At the next USI meet up, ISF was born:
So our next encounter was at a USI National Council meeting in IT Sligo in January and, having found ourselves at a loose end, we just decided to go for it. We added 50 other students’ union hacks and they added all their friends and we had 300 within a day.
It was just the outlet we were all waiting for
It’s a generational thing, as Jack explains:
What I learned from UK Simpsons II was that people are just like me, in the sense that they have spent most of their lives looking at current affairs through the prism of Simpsons references.
So all of a sudden people had this outlet for all the times they thought of Mayor Quimby whenever Bertie Ahern got in trouble, and so forth. In a sense that’s the idea behind the characters – they’re supposed to be bizarre versions of the identifiable, otherwise they wouldn’t be funny.
Anything and everything is fair game
The more cutting, the better
The focus on Irish events and references is what keeps the page ticking over, and one of its most interesting aspects:
One thing that fascinates me is how the group’s content has remained primarily about Irish things, despite things like Trump’s election and Brexit. I think we saw more about Stephen Donnelly joining Fianna Fáil than we did about Brexit. For a lot of people, the Simpsons has become a frame through which they understand things. It’s fascinating.
From Gerry Adams to Arlene Foster and Tayto to Cáca Milis – just when you think there aren’t any more Simpsons references that work, another A+ meme will be along to prove you wrong:
The page goes through waves of popular memes – each inspiring the others – but it hadn’t seen anything like a period of ridiculously prolific activity in January of this year.
The week of Pintman
Back in 2015, Paddy Losty – aka Pintman – was disovered by Publin.ie deep in the pages of a book called ‘Dublin pub life and lore’ by Kevin C Kearn.
He “put away thirty pints or more in a day”:
He became something of a cult Irish internet hero, but it was only last month that he became an irrepressible, unstoppable meme on ISF
“My name is Paddy Losty, being a pintman has ruined my life. I’m 31 years old!”
Over a four day period, Pintman dominated – resulting in Jack and his fellow admins putting a ban on Pintman:
On one particular evening there was a new one every few seconds, it was chaotic! That kind of content could only ever appear on this page, and it brought out some serious creativity. In the end we decided to encourage people to set up another group for it so that it didn’t consume us and that group now has over 2,000 members, many of whom never had anything to do with ISF.

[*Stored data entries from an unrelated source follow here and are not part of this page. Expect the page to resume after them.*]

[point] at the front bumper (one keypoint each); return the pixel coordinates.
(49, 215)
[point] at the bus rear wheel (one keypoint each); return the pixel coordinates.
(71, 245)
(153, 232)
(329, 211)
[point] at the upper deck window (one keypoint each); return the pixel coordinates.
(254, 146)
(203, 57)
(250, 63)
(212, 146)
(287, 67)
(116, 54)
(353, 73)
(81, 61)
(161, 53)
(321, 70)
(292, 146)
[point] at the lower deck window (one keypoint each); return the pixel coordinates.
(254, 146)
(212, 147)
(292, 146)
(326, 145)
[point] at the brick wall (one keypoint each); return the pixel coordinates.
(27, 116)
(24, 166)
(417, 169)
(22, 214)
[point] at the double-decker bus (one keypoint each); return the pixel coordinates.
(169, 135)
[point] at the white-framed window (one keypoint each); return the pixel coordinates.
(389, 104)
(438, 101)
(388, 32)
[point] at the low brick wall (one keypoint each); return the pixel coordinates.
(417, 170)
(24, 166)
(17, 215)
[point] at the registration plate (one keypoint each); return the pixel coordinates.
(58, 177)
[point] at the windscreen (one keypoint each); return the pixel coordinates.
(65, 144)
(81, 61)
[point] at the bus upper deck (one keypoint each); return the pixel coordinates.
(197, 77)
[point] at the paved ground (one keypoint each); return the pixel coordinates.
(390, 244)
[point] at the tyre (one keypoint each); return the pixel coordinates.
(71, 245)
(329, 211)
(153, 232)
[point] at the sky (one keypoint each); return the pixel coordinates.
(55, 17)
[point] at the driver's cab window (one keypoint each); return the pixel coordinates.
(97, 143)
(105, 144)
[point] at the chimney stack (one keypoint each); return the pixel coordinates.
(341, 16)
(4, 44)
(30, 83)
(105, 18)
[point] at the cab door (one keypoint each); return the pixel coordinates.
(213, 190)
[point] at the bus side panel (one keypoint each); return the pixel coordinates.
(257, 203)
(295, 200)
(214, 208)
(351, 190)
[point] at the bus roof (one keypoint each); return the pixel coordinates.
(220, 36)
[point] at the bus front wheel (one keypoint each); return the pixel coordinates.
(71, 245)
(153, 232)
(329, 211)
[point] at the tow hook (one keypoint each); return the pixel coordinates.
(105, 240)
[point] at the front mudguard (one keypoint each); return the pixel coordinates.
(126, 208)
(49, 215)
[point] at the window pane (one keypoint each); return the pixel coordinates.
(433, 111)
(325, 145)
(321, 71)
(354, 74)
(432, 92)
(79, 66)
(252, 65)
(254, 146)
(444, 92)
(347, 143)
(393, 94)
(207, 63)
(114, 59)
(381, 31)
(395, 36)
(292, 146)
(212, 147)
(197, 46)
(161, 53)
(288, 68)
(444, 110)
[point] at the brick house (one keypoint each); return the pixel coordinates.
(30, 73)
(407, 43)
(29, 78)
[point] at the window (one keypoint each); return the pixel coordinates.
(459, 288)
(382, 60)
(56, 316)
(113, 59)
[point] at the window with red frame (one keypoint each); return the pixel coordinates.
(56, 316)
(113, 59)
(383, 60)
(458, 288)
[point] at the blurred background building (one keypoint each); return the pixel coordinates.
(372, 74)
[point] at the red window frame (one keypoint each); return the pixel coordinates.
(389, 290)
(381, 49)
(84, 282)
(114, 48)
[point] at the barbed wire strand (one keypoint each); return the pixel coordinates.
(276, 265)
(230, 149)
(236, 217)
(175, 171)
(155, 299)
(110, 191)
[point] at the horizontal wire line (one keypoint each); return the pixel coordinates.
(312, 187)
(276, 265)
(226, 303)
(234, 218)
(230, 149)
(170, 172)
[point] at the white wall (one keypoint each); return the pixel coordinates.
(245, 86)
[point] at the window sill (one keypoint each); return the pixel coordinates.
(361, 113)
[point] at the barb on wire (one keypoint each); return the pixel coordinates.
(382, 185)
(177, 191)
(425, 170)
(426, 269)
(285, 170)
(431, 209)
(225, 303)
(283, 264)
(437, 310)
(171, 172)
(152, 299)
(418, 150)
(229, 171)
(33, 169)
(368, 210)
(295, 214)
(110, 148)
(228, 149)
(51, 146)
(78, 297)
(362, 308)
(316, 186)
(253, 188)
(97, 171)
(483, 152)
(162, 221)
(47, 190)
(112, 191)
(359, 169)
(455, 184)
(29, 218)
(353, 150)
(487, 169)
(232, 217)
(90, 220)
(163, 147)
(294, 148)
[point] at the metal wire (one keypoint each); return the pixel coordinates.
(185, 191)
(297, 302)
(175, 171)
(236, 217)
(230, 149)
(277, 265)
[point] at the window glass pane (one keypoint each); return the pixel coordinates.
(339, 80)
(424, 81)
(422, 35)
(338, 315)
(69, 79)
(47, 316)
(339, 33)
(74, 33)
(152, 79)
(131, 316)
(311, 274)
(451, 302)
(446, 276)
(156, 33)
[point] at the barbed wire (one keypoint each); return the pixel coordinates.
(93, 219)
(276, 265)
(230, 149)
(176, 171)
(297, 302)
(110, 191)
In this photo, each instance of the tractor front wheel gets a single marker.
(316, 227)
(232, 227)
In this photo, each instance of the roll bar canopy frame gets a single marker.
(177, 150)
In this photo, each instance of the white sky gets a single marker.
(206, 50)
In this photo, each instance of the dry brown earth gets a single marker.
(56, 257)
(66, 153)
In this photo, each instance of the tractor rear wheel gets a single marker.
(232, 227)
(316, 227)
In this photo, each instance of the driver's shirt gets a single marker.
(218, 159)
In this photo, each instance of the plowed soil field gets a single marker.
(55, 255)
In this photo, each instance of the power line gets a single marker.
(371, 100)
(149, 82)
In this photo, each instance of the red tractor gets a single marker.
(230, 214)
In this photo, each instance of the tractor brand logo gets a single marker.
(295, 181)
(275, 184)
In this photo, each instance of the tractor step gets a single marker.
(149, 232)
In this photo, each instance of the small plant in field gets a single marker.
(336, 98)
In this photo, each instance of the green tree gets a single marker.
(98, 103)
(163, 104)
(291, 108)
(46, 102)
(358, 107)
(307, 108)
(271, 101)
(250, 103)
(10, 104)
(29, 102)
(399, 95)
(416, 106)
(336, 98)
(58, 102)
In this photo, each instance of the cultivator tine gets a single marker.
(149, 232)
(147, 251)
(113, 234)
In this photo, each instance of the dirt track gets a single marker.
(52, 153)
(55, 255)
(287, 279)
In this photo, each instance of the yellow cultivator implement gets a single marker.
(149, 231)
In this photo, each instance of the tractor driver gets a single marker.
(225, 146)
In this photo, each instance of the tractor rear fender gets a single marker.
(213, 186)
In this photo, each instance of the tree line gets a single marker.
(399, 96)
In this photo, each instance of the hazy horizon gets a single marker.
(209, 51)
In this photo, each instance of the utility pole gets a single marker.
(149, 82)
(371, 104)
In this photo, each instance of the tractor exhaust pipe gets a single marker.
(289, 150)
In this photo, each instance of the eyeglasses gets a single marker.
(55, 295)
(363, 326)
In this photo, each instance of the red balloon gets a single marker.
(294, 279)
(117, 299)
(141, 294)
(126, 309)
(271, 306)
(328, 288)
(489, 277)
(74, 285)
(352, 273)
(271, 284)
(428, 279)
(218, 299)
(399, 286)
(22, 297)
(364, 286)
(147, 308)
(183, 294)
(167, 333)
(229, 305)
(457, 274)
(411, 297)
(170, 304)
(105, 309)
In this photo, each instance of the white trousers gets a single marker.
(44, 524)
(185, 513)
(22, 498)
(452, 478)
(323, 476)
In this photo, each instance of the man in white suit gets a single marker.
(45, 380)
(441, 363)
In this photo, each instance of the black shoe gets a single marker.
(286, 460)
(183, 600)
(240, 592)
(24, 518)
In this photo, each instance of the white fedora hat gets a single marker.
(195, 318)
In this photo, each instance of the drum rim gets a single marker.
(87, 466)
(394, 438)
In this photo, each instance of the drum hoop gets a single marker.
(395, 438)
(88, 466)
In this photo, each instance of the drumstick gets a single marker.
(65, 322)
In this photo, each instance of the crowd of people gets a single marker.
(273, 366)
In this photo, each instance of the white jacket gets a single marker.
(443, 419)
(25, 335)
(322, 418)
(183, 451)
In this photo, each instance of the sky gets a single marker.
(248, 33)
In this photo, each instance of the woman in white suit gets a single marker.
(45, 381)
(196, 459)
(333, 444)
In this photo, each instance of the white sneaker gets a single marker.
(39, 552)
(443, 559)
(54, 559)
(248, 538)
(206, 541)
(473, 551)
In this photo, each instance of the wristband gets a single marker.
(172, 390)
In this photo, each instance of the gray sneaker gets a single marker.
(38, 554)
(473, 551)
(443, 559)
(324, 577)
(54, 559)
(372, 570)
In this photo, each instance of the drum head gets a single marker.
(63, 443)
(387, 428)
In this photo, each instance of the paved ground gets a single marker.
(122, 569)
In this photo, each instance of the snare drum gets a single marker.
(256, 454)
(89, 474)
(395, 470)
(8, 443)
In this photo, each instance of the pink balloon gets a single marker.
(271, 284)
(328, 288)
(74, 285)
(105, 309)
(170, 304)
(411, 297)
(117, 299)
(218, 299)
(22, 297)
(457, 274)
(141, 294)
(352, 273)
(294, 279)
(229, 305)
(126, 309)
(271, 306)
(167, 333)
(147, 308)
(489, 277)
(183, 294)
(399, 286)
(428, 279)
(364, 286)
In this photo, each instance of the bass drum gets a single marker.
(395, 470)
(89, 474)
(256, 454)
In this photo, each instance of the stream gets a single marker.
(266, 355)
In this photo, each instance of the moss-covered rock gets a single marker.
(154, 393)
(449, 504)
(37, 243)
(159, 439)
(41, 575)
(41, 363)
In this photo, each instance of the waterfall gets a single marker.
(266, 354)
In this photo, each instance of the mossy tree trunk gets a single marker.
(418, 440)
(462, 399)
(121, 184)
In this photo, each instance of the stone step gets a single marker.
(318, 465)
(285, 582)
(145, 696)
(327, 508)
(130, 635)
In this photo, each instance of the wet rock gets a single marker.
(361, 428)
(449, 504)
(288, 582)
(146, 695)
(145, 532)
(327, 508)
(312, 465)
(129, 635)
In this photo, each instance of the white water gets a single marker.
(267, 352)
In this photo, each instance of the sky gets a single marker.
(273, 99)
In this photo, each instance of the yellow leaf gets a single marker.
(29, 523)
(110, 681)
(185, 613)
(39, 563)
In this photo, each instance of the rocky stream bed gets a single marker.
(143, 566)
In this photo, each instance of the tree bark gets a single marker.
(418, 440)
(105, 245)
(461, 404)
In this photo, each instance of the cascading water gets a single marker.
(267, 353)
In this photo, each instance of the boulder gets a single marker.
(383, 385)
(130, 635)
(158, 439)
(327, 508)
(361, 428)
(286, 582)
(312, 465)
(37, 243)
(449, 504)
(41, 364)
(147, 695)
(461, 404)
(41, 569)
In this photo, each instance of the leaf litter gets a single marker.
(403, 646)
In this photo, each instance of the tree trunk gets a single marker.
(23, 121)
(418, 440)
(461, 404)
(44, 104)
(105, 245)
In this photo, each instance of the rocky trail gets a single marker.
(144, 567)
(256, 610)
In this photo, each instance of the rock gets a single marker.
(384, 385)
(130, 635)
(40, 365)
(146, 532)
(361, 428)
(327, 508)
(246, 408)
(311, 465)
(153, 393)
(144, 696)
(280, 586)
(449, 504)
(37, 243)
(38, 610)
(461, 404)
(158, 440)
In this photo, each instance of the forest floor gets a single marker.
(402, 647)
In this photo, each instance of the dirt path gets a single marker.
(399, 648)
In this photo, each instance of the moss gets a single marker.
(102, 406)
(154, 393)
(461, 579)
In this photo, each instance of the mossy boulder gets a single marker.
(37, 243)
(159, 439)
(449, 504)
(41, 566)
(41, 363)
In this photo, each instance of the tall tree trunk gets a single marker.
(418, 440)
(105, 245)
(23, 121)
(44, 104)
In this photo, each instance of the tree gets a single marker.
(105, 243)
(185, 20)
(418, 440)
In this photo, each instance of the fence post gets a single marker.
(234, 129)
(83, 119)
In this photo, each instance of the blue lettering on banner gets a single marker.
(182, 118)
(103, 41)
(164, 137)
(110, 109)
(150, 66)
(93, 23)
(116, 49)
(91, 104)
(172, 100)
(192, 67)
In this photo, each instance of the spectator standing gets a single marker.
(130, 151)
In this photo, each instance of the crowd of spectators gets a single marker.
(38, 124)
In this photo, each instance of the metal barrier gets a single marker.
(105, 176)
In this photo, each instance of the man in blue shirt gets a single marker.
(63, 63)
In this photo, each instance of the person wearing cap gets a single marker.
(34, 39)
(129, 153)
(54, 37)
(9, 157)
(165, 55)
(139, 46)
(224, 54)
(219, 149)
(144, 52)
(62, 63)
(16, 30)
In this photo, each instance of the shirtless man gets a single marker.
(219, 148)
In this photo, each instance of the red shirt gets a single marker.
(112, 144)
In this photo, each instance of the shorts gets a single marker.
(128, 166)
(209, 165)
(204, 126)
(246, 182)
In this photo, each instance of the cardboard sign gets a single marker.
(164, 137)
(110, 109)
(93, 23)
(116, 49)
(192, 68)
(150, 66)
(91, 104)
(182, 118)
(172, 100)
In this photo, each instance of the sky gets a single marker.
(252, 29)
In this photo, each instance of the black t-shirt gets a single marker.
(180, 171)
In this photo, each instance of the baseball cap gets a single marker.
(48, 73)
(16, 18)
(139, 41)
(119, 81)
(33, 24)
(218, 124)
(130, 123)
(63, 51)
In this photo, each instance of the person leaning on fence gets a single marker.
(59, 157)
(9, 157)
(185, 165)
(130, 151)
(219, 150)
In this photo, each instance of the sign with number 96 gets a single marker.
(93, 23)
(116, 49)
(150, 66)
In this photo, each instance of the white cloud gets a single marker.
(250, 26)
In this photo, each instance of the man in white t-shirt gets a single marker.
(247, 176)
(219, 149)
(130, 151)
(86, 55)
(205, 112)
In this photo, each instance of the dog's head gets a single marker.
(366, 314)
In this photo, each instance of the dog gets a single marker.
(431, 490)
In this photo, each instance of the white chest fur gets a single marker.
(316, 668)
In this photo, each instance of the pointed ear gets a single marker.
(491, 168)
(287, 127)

And thus Pintman Pintposting was born.
For a dedicated Irish Simpsons fan with even a passing interest in current affairs or history it’s the go-to place for pure gold
It’s hard to think Sinn Féin’s move into Simpsons memes hasn’t been ~influenced~ by the growing popularity of ISF - like this post they shared last month
Jack could never have dreamed that it would have more than 11,000 people and such an active community:
I have to say when it started I really thought this thing had a ceiling of around 1,500. I had distant dreams of getting 1,916 members in the centenary year.
And it’s just getting better and better:
I’m constantly taken aback by the wit of the contributors. They’re so sharp, and they know so much about the content of episodes.
We, as one, should welcome our new ISF meme overlords.